On his eighth studio solo album, Jetstream Sunset, he has added a powerhouse of a special ingredient in the form of Brian Viglione, the exceptional drummer best know as half of the Dresden Dolls, his work with Nine Inch Nails, and as the current drummer of the Violent Femmes.
As a “bored American” ‘Teenage Post-Punk’ (“there were no easy labels back then”) Truax, who has founde supporters in the likes of Jarvis Cocker, Duke Special and David Lynch found solace in British bands and his music yearns for times when phones were still connected by wires, when drive-in-movies were the main kind, and 70s TV show Kung-Fu was all the rage. Alongside this run themes of reflection and reminiscence, friendship and loneliness.
Viglione and Truax originally met at an early Dresden Dolls gig in New York City. Truax then supported the Dolls on their 2006 European tour, and the two became friends, with Viglione intrigued by Truax’s mechanical drum machines, so he jumped at the chance record along with them on some new material-in-the-works.
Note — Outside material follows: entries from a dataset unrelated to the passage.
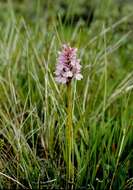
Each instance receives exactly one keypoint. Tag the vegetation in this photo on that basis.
(33, 106)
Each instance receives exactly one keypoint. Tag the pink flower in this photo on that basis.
(68, 66)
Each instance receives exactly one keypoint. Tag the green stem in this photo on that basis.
(69, 134)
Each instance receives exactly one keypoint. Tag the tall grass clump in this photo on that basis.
(35, 152)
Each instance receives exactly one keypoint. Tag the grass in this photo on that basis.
(33, 105)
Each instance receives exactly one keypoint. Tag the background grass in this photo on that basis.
(33, 106)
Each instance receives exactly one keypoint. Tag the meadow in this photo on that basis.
(33, 106)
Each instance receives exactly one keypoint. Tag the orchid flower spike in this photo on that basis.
(68, 66)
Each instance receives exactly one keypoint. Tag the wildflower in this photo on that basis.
(68, 66)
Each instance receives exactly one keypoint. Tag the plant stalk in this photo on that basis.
(69, 135)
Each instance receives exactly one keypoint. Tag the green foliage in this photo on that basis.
(33, 106)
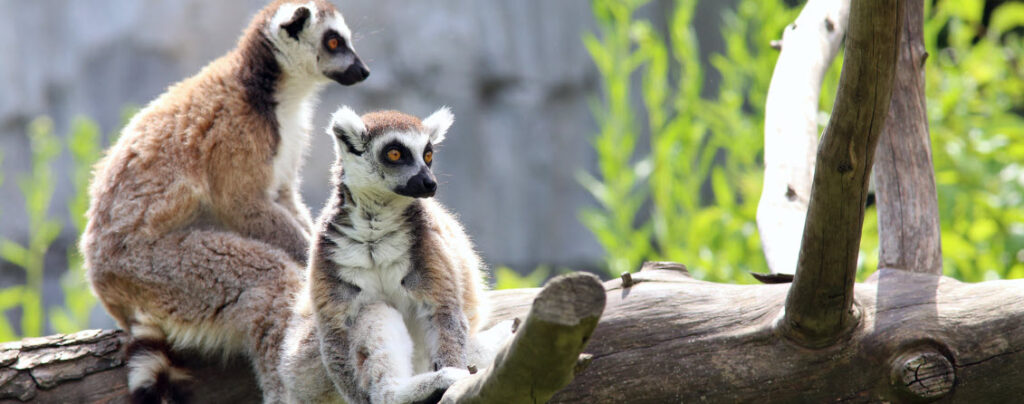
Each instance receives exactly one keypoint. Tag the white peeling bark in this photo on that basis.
(809, 45)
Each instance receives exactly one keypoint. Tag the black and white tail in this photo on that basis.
(153, 376)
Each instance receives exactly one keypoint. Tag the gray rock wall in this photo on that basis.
(514, 72)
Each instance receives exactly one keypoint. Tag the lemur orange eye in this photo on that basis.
(393, 154)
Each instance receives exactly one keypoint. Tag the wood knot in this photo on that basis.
(791, 194)
(923, 375)
(627, 279)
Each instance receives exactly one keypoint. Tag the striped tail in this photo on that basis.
(153, 376)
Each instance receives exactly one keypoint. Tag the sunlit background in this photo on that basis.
(589, 135)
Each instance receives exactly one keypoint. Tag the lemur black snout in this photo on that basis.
(363, 71)
(422, 184)
(355, 73)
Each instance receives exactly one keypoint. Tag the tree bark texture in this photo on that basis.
(819, 307)
(669, 338)
(808, 47)
(904, 178)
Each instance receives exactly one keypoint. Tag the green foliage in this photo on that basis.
(85, 145)
(37, 188)
(975, 106)
(701, 176)
(692, 196)
(84, 142)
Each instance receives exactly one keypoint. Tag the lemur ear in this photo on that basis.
(297, 23)
(437, 124)
(348, 130)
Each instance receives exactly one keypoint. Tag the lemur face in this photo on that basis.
(315, 42)
(389, 151)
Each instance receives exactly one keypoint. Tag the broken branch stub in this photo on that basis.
(809, 45)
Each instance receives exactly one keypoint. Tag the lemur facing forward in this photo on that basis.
(197, 236)
(393, 299)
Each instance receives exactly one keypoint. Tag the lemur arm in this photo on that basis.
(450, 328)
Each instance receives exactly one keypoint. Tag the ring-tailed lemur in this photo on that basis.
(197, 236)
(394, 285)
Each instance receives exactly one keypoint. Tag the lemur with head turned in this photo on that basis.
(394, 286)
(197, 236)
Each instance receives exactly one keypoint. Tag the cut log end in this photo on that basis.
(923, 375)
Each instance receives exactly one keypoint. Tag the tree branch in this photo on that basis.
(670, 338)
(819, 307)
(809, 45)
(904, 179)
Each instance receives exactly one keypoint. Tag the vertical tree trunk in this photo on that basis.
(819, 307)
(904, 179)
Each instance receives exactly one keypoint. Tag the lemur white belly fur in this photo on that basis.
(374, 256)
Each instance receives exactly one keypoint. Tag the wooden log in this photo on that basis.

Truax commented: “Brian stayed where I live sometimes, in a dilapidated old house/recording studio in Krefeld, Germany, called the Mansion Jansen. We spent a couple days just recording like madmen. Some of what I presented him with were near-finished songs, others were just fragments, sketches, loops. With Mother Superior and Brian, it was like they’d been married for years. Sometimes I just hit record, set her rolling, fired up the Hornicator, and we jammed. What became ‘Phantom Vibrations’ and the second half of ‘Feelin’ Bad For Dracula’ were born in the room like that, with all these low frequencies in the bass drum and the Hornicator bouncing off the walls and doubling up on each other. The sessions were really fruitful in the Happy Accidents department.”
Over a period of two years, Truax chose favorites, embellished, refined and developed these and additional tracks that would eventually become Jetstream. The project was interrupted midway by his invitation to create a new score for -and perform live in- an award winning version of the play Peer Gynt at the prestigious Theater Dortmund in Germany. Both play and the resulting soundtrack album ‘Trolls, Girls and Lullabies’ received very high praise.